Ведьмы, еще недавно чинно сидевшие в круге, перестали только смотреть и сами предались удовольствиям. Я и представить себе не могла, что на интимной вечеринке можно вести себя столь откровенно. Те, кто постарше, расстегнули корсеты и обнажили обильную плоть цвета испортившегося сливочного масла; поверхность ее наводила на мысль об осевшем пудинге. Некоторые помоложе разделись совсем. Похоже, сестры хорошо знали пристрастия друг друга — из собственного опыта или благодаря инстинкту — и старались доставить соседке максимальное удовольствие. Я следила за тем, как унизанные драгоценными перстнями пальцы проникают в чисто выбритые расселины, ласкают обнаженные груди. Указания давались без тени смущения и выполнялись настолько же бесстыдно. «Вот здесь, сестра, — попросила неподалеку одна из ведьм. — О да, да, именно тут! А теперь поцелуй сюда. Хочешь, сделаю тебе то же самое, дорогая? А ну-ка попробуем». Некоторые принесли с собой любимые приспособления, увеличивающие сладострастие, и те переходили из рук в руки — агатовые шарики, зажимчики с тугими пружинками, стрекала и смазки, а также особые ожерелья с бусинами возрастающего размера. «Один знакомый китаец, — поведала с улыбкою Изабо, — чудесно с ними управляется». Мало-помалу круг распался, и все оказались посреди залы.
Когда для Николо и Лючины приблизился долгожданный финал, Т. подсказала им приподняться. Со всех сторон доносились оглушительные, возбуждающие крики. Я отвела взгляд от группы терзающих себя сестер, стремящихся к заветной цели, словно пущенные из лука стрелы, и посмотрела на центральную пару.
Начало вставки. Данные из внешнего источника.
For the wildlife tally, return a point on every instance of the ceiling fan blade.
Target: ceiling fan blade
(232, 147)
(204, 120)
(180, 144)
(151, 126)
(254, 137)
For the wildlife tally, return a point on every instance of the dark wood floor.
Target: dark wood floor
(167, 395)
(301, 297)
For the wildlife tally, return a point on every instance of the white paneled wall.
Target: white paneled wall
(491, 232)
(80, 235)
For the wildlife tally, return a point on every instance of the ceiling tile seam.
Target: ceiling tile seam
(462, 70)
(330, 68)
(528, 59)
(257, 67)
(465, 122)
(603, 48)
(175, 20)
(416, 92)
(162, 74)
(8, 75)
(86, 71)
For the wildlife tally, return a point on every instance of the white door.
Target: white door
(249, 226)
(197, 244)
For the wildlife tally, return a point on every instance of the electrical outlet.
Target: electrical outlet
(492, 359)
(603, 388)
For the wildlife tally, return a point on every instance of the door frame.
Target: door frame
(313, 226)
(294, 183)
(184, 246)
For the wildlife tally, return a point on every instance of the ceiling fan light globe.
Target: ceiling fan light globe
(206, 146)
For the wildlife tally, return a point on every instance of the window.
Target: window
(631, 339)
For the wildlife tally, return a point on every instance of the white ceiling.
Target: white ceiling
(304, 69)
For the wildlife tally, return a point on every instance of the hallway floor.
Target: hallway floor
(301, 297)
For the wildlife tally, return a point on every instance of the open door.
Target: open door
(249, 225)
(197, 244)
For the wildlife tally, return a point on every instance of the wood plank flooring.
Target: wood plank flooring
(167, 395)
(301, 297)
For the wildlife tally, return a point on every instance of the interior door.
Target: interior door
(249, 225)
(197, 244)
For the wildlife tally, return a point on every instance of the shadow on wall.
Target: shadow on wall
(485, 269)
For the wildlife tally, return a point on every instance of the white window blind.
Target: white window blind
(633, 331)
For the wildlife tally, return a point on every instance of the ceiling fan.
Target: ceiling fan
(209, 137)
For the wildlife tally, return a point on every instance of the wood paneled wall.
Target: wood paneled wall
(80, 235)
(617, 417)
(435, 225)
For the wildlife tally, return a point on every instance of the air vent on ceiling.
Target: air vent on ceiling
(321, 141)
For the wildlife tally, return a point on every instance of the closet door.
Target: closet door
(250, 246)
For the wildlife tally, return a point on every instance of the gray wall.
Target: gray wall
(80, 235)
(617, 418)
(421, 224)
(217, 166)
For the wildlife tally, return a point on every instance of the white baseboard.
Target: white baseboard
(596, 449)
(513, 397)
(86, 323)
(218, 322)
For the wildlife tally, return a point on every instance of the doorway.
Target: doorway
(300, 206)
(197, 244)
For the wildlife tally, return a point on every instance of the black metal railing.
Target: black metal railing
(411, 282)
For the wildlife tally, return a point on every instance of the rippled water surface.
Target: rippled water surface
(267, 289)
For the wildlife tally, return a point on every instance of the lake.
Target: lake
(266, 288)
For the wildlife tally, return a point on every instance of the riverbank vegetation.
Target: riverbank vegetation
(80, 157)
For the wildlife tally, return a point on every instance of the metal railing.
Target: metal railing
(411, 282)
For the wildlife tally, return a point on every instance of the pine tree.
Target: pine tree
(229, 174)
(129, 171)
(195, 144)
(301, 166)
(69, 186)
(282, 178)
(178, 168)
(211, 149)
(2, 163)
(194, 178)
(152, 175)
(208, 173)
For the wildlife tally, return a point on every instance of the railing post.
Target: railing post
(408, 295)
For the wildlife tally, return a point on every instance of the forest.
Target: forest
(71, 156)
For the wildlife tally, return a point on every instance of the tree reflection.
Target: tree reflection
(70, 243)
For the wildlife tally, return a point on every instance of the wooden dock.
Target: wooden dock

Тогда я вновь стала самой собой, и смех замер на моих губах. Мне стало стыдно… Со всех сторон раздавались приветственные возгласы, свист, смех. Все закончилось.
…И снова я не могу сказать, сколько прошло времени. Я потеряла ему счет.
И тут моя Т. распорядилась, чтобы я приготовила для обоих моих утомленных и взмокших друзей ванны. Она велела сделать это как можно скорее, потому что сестрам вскоре предстояло продолжить делиться тайными знаниями и всем пришлось бы меня ждать. Но я все-таки отважилась заговорить в ванной комнате с Николо, дерзнула сказать ему, что не вечно сиять огнем этим глазам, похожим на драгоценные камни, что можно попробовать уломать Т., чтобы та…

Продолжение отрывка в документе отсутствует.